Technical Note: K. Seth and J. Jegadeesan, "Implementing an Ogg Vorbis Decoder on SHARC Processors", Analog Devices Inc., Engineer-to-Engineer Note 320, June 2008.
Research Experience
- Developed heterogeneous platform simulator (ARM + embedded GPU) for design-space exploration
- Studied correlation between LLVM compiler optimizations and micro-architectural details
- Benchmarks: OpenCL SDKs (NVIDIA & AMD), HPEC
- Improved performance using architectural features like DMA chaining and compiler optimizations
- Implemented efficient code and memory layout techniques for real-time decoding
Key Projects & Courses
Reviewed papers at the intersection of Computer Architecture and Machine Learning. Implemented simple LeNet inference network using Spatial DSL.
Transfer learning effectiveness in the medical domain. Reviewed neural network model compression techniques for transfer learning to embedded GPUs.
Improved performance of ML pipeline by 20x for prostate cancer classification on HPC cluster using PyTorch and Horovod. Implemented CNN pipelines for classification and segmentation of cancer pathology slides.
Decomposing neural networks using perturbation analysis of 3D synthetic datasets (SceneNet, ModelNet). Developed mathematical framework using influence functions to study effect of perturbations.
Machine learning techniques for breast cancer detection from pathology slides.
Education
Research Advisor: Prof. David Kaeli · GPA: 3.75/4.0
Academic Advisor: Prof. Sumam David · GPA: 8.53/10.0
Awards
Northeastern University 2009–2011 — Stipended Masters Graduate Research Assistantship
Qualcomm Inc. — Various QualStars for different contributions
Analog Devices Inc. 2008 — ADI Employee Performance Award
Other Projects & Experience
Range compression implementation for QLP/NRTP SAR processors on ADSP TigerSHARC processors. Processing pipeline: FFT of pulse return, FFT of reference function, complex multiplication, inverse FFT — distributed across multiprocessing environment with timing synchronization.
Cloud tracking using image processing — scale-space classification on satellite data with noise removal via cumulative-histogram threshold classification. Applied to Mumbai's heavy downpour data (July 2005).

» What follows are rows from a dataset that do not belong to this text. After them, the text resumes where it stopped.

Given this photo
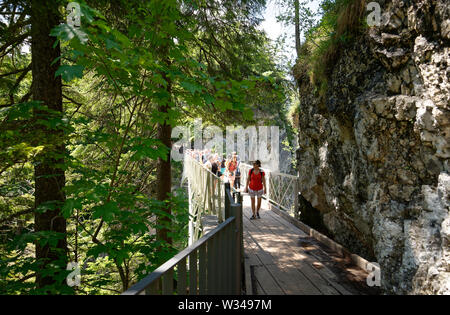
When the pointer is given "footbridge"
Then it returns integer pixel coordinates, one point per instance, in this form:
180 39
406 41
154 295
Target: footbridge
230 254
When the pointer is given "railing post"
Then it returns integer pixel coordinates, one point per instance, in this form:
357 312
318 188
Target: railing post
268 190
236 211
296 198
227 201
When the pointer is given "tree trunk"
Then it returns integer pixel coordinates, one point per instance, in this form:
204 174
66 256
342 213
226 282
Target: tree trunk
164 169
297 27
49 177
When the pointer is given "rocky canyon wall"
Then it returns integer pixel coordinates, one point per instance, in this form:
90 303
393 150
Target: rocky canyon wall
374 151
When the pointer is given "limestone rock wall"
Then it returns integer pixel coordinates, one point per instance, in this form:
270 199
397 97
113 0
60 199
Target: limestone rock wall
374 153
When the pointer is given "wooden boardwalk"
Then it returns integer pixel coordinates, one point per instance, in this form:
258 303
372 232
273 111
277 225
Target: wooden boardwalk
281 259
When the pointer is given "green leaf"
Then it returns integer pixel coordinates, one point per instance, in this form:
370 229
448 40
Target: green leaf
68 73
106 211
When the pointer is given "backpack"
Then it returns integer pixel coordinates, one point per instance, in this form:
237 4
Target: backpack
262 174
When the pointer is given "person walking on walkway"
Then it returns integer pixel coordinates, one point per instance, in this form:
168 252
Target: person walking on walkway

Compiler Project (Fall 2009) — Developed all compilation stages; extended with additional language features.
Lossless Image Compression (Spring 2007) — Wavelet transform in integer domain on BF-535 fixed point processor.
Singing Voice Classification (Spring 2006) — MFCCs with DWT as feature vectors, SVMs with RBF kernel in MATLAB.
LZW Compression (Spring 2005) — Compression and decompression implemented in ARM assembly.